Posted: 03/27/07 17:29:17 -- Modified: 03/27/07 18:04:08 by
drox

OK, there are definitely memory issues with Fibers.

1. Fibers leak memory. The destructors are never called and the stacks are never freed. Simply create and call fibers in a tight loop. The old fibers are never collected and the process consumes all memory in very short order. If you instantiate any other object in a tight loop like this, the destructor will get called and the memory footprint will stay very small and constant. Something is keeping a reference to the fiber and it isn't me!!

import tango.core.Thread;

void main() {
  // this will eat all of your memory, though it shouldn't
  while(1) {
    auto n = delegate void() {auto foo = 1.0;};
    auto x = new Fiber(n);
    x.call();
    assert(x.state == Fiber.State.TERM);
  }
}

2. There is an issue with opCmp and Fibers (I guess.) This example will reliably cause a crash in "dgliteral2MFZv" (after eating a lot of memory...) If you just call fun() without using a Fiber there is no problem. In my real program the crash comes inside of opCmp in "_D9invariant12_d_invariantFC6ObjectZv" while calling a member function on one of the operands. I'm using dmd 1.010 (though I was having the same problem with 1.090) and an svn checkout of Tango on linux/ubuntu.

import tango.core.Thread;

class boo {
  double x;
  this(double z) {
    x = z;
  }
  int opCmp(boo o){
    if (x < o.x)
      return -1;
    else if (x > o.x)
      return 1;
    return 0;
  }
}

void main() {
  while(1) {
    auto fun = delegate void() {
      auto x = new boo(1.0);
      auto y = new boo(2.0);

      auto n = x > y;
    };
    auto x = new Fiber(fun);
    x.call();
  }
}

I hope this helps...

Posted: 03/27/07 20:30:35

I just fixed the memory leak problem in commit [1973]. Please let me know if the problem persists.

As for the other one... I'll have to look into it. I don't have any idea what's going on there.

Posted: 03/27/07 21:01:02

wow, thanks for looking into this so quickly! I updated to v1973 but it didn't seem to make a difference. Something still has a reference to the Fiber? I was pretty thorough about making sure my libs were up to date...

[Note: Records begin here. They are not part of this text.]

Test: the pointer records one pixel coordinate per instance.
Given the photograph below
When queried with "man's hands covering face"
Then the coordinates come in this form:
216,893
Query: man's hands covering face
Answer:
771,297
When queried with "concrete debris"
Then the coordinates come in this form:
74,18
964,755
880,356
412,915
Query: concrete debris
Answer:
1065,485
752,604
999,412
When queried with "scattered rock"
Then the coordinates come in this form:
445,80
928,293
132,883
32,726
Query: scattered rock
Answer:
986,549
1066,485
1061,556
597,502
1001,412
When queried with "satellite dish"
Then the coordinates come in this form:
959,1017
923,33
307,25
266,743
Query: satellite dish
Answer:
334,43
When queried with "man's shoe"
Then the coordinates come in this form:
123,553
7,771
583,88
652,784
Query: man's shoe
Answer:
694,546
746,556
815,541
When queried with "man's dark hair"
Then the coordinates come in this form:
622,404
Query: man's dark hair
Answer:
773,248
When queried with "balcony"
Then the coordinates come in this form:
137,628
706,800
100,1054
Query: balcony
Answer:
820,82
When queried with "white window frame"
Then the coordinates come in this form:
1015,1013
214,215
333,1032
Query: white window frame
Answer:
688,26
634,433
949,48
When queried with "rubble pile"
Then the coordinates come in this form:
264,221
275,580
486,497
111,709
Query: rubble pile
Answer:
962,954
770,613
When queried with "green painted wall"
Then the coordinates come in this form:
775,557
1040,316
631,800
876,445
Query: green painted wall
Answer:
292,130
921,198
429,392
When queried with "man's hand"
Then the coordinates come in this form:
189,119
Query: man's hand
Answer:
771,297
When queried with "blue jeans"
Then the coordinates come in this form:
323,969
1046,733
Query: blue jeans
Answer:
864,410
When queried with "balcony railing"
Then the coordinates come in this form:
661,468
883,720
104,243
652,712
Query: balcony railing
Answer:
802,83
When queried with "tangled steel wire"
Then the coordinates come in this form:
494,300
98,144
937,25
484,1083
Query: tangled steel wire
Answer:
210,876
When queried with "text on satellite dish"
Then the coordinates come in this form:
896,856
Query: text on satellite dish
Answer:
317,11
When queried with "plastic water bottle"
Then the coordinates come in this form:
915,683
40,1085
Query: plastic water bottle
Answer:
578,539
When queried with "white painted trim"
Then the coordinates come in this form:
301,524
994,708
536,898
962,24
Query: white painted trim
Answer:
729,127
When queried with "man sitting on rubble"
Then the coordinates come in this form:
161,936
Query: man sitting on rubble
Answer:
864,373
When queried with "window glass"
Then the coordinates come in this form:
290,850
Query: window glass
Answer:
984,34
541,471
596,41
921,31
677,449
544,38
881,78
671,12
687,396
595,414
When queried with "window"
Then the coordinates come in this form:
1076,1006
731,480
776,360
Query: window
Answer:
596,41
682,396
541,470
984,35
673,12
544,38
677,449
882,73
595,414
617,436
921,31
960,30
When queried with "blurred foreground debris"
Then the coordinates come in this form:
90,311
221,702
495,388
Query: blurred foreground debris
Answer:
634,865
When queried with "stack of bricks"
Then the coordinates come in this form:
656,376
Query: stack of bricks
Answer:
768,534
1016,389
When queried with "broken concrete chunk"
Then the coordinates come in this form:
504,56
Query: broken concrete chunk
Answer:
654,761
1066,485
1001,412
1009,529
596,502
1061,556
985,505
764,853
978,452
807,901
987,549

Posted: 03/27/07 22:39:47 -- Modified: 03/27/07 22:40:17 by
sean

*sigh* I see what's going on. The previous fix did actually correct one problem, but there's another as well. In essence, Fibers register an object describing their stack range in a global list. This object is a struct within the Fiber object (ie. it's not dynamically allocated, for efficiency), and it lives in this list until the Fiber's dtor is called. But since it lives within Fiber, there will always be a valid reference to all Fiber objects and therefore they will never be collected by the GC.

I think I can fix this in one of two ways:

* Dynamically allocate the Context struct to break the reference.

* Do some magic with Fiber states so the Context struct is only added to the list on the first Fiber.call(), and is removed when Fiber.call() results in the TERM state.

I'll probably do the latter since it's consistent with how Threads work, but I want to play with the code a bit so expect a commit either tonight or tomorrow.

Posted: 03/27/07 22:43:48

Oh, I should mention that this will increase the cost of starting and restarting Fibers a bit since adding and removing from the list is a synchronized operation. This cost had previously been incurred on thread construction and destruction. Perhaps I'll use the first option after all, since it would not have this problem. Anyway, I know what's going on, I just need to decide on the best way to handle it :-)

Posted: 03/28/07 18:47:26

Okay, the Fiber issue should be fixed in commit [1975].

Posted: 03/29/07 16:43:14

Thanks a lot! That seemed to do the trick. I'm still having stack smashing problems but I'm not sure what they are. I figured out there are patches for GDB to read D name mangling. My program crashes when it creates a large number of outgoing sockets with a trashed stack. I'm still looking into it.

Posted: 03/30/07 00:58:19

Thanks. If you figure out the opCmp issue or anything else, please let me know. It sounds like you're running GDC?

Posted: 04/02/07 16:15:29

I've been using dmd this whole time but I'm giving gdc a shot. Haven't managed to successfully link yet, everything is a missing symbol.

Posted: 04/06/07 15:39:47

Try again from trunk. Gregor fixed a few GDC link errors the other day.